Piangeva e si guardava attorno. Si rivedeva in ogni angolo di quella casa che era stata un luogo incantato, un giorno, tanto tempo prima. Ricordava la felicità che provava ogni volta che lui le diceva al telefono “Prendi un permesso e vieni a casa presto stasera. Ti aspetto”, il fremito che la percorreva tutta mentre, durante il tragitto, assaporava il piacere che avrebbe provato di lì a poco, quando lui l’avrebbe spogliata, già sulla porta, per la voglia di toccarla, e di sentirla sua.

Non riusciva a credere che fosse ancora la stessa persona quella che ora, sulla soglia della stessa porta, a distanza di qualche anno, la accoglieva con un pugno in piena faccia perché sospettava che il ritardo fosse dovuto ad un tradimento, o forse solo perché riteneva che “ritardo” volesse dire venire meno ai patti, alle regole, alle sue regole.

RACCONTO 2.3

Si asciugò le lacrime, si accese una sigaretta e si avvicinò alla finestra.

Guardava nel vuoto, assorta nei suoi pensieri e soltanto dopo un po’ il mondo, là fuori cominciò a manifestarsi.

I lampioni, con il capo rivolto all’ingiù, lanciavano verso il basso un cono di luce giallastra ed illuminavano, poco alla volta immagini, forme, di cose, di persone. Uscivano da buio, come se si materializzassero in quel momento.

Un ragazzo, avvolto da una felpa con il cappuccio in testa, camminava lungo il marciapiede di fronte alla sua abitazione. Camminava e guardava il cellulare, come fanno in molti ormai. Nell’altra mano teneva al guinzaglio un cagnolino che trotterellava dietro di lui e che ogni due metri si fermava a regalare un po’ della sua pipì al muretto dei giardini pubblici.

Un’auto, parcheggiata più o meno nello stesso punto dov’erano apparsi il ragazzo e il cane, prese vita quando si accesero i fari.

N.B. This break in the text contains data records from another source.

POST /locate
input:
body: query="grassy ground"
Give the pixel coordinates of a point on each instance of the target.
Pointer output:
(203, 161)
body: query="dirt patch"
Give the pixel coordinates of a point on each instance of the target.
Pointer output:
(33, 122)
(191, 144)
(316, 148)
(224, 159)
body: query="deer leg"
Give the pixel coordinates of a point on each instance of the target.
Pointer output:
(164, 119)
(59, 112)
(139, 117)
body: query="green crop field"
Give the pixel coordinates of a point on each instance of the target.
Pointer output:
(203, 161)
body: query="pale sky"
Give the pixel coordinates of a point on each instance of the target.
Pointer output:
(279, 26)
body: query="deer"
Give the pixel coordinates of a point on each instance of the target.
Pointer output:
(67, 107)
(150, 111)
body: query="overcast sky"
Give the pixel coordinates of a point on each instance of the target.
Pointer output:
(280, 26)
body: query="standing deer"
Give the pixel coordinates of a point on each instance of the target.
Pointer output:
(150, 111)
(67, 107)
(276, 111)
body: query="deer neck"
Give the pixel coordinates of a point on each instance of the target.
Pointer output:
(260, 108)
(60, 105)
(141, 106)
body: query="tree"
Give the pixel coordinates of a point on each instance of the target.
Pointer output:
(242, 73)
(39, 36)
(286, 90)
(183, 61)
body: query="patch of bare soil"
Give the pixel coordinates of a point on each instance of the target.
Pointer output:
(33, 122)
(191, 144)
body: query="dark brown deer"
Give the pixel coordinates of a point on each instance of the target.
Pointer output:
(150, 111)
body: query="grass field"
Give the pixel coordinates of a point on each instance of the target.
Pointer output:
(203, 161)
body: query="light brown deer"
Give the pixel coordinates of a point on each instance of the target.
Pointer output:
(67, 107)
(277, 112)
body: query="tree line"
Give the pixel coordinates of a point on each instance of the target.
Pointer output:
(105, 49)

All’interno una donna con i capelli biondi che le arrivano appena sulle spalle si voltò verso la strada nel momento stesso in cui si animò il lampeggiatore di sinistra. Stava per partire e si accertava che non arrivasse nessuno. Si era voltata verso la strada, ma prima di avviarsi guardò verso la palazzina di fronte, quella in cui abitava Anna. Non partì subito. Spostò lo sguardo in alto e si fermò a fissare una donna affacciata alla finestra del secondo piano che guardava giù.

Forse si stava facendo delle domande sulle persone che abitavano in quell’appartamento, sulla loro vita, forse si chiedeva se erano felici.

Avranno avuto la stessa età. Erano bionde tutte e due. E si guardavano.

Vai, torna a casa, sbrigati, non perdere tempo, farai tardi!” avrebbe voluto gridare Anna “Oppure scappa, salvati!”